Hikvision’s exit from the projects could be politically sensitive in China, where international companies that have reduced their involvement in Xinjiang have suffered a nationalist backlash.
The Chinese government denies accusations of widespread human rights abuses in Xinjiang and in September threatened to put the US parent company of clothing brand Calvin Klein on a national security blacklist for allegedly boycotting cotton from the region.
Hikvision’s announcement also highlights the financial difficulties of Chinese local governments, many of which are experiencing fiscal shortfalls due to falling revenues from land sales at a time when they are still reeling from the cost of mass testing and quarantines imposed during the coronavirus pandemic.

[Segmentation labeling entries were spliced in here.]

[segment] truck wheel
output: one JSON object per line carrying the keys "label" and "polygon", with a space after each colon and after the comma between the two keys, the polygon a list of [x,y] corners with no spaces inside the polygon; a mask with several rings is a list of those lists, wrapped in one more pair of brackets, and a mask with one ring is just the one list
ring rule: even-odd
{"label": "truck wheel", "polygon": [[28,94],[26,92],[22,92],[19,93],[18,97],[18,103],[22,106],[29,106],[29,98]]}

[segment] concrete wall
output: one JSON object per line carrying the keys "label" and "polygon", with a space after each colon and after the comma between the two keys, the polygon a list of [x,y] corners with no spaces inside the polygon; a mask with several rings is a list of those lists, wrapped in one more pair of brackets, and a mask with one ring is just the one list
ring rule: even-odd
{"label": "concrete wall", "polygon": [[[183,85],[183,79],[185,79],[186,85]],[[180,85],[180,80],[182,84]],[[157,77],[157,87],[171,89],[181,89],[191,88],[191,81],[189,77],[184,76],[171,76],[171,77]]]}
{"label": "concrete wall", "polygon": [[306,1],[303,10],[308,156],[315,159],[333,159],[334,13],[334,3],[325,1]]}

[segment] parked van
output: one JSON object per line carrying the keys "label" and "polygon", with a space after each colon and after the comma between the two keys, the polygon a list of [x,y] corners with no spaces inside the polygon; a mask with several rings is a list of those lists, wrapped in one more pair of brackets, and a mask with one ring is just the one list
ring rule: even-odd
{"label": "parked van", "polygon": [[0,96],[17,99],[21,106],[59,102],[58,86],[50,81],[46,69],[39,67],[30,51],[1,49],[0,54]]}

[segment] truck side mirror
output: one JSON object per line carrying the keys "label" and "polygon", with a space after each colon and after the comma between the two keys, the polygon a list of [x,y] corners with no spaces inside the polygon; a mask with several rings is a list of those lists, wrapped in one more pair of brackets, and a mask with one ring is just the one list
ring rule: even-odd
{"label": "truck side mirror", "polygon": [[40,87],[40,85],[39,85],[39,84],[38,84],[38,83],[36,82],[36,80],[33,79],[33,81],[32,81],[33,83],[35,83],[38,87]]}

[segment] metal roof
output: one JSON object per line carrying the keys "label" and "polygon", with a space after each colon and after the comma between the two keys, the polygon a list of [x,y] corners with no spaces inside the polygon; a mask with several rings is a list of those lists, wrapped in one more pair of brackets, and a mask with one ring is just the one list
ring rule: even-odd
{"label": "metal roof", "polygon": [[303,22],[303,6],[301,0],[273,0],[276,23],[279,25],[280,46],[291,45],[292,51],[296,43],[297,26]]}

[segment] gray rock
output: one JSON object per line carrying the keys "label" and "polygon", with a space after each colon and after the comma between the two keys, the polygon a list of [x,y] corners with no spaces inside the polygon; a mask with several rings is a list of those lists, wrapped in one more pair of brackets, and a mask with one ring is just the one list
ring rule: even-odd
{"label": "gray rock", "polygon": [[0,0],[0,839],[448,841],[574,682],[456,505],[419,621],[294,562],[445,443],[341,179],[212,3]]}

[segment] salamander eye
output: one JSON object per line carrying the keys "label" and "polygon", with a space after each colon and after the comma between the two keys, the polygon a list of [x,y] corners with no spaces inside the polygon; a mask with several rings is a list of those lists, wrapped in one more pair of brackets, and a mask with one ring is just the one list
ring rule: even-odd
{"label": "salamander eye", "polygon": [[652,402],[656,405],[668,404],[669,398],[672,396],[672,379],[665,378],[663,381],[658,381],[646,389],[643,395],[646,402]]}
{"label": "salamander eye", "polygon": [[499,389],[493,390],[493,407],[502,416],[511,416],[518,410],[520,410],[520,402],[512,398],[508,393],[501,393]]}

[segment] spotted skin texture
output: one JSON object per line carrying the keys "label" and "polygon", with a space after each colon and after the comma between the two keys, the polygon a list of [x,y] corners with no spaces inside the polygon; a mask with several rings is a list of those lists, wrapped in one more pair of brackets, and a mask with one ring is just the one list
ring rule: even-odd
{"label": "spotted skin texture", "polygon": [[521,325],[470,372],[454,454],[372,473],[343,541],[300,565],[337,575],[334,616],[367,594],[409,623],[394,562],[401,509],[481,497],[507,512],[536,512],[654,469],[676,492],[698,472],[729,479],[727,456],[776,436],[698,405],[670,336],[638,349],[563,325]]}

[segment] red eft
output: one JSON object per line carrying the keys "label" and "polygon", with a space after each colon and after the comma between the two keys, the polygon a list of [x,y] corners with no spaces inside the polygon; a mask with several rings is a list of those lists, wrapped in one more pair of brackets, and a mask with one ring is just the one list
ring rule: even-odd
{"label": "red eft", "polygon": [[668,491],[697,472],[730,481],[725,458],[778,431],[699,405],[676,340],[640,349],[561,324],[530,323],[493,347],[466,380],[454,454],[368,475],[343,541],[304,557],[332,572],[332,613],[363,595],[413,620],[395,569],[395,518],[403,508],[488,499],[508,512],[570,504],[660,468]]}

Based on similar deals with local governments, the combined value of the five Xinjiang contracts is likely to be in the low hundreds of millions of dollars.
Hikvision guaranteed loans taken out by its five Xinjiang subsidiaries to finance the projects, potentially leaving the company saddled with large bad debts. However, the company said the contract terminations did not “materially impact our business operations and financial condition”.
Hikvision and SenseTime have been seeking to reduce their reliance on revenue from government contracts.
Hikvision has sought to sell automated manufacturing solutions to factories, while earlier this month SenseTime announced a restructuring to focus on generative AI as its “core business”.
SenseTime’s revenues from its “traditional AI” business, which includes selling surveillance equipment to local governments, fell over 50 per cent in the first half of the year to Rmb520mn ($71.5mn).